Nella seduta del Consiglio regionale di martedì 3 marzo è stata approvata una mini proroga della scadenza del Piano Casa fino al 31 dicembre 2015.

Nonostante che la maggior parte delle nuove pratiche edilizie che gli Uffici del Comune stanno esaminando riguardano opere consentite dal Piano Casa in vigore, la Regione Liguria ha approvato solamente una proroga di pochi mesi (fino alla fine del corrente anno), molto probabilmente per soli fini elettorali delle prossime elezioni regionali.

C'era stata la richiesta del Centro Destra di prorogare il cosiddetto Piano Casa (in scadenza a giungo del 2015 ) per almeno fino a giugno 2016, ma la Giunta regionale (alcuni dicono per tenere insieme la compagine del PD) ha voluto limitare l'iniziativa con la motivazione che il nuovo Consiglio che uscirà dalle prossime elezioni potrebbe fare una norma quadro da inserire nella nuova programmazione urbanistica ligure.

Eppure l’Assessore all'Urbanistica ed Edilizia Privata, Enrica Fresia, aveva esplicitamente dichiarato che la proroga doveva essere un atto importante "per continuare a consentire una corretta e concreta gestione del patrimonio immobiliare esistente volta al riuso e alla valorizzazione".

"Oggi più che mai - ha continuato Fresia - è importante riuscire a proporre soluzioni che, anche passando attraverso un minimo incentivo volumetrico, consentano il recupero e il ripristino del patrimonio edilizio secondo logiche economicamente sostenibili, rispettose dell’ambiente e che permettano un maggior risparmio energetico".
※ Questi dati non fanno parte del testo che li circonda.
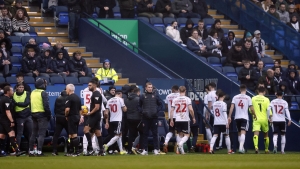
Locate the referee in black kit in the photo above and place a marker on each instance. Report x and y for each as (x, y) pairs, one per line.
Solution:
(72, 113)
Gli esponenti di Forza Italia avevano dichiarato che "Prorogare il Piano Casa della Liguria, che è tra i più bassi d’Italia come percentuali di ampliamento di immobili, significa dare una piccola speranza ad un settore quello edile che vive in uno stato comatoso di forte difficoltà".
Il commento del PD, invece, per illustrare le motivazioni della decisione della maggioranza è stato: "Abbiamo operato una scelta pragmatica, non vogliamo aprire una discussione sul tema della casa alla fine della legislatura"..."Per affrontare questa problematica non basta una semplice proroga del piano casa ma un provvedimento organico che dovrà varare la prossima amministrazione a cui lasciamo il testimone".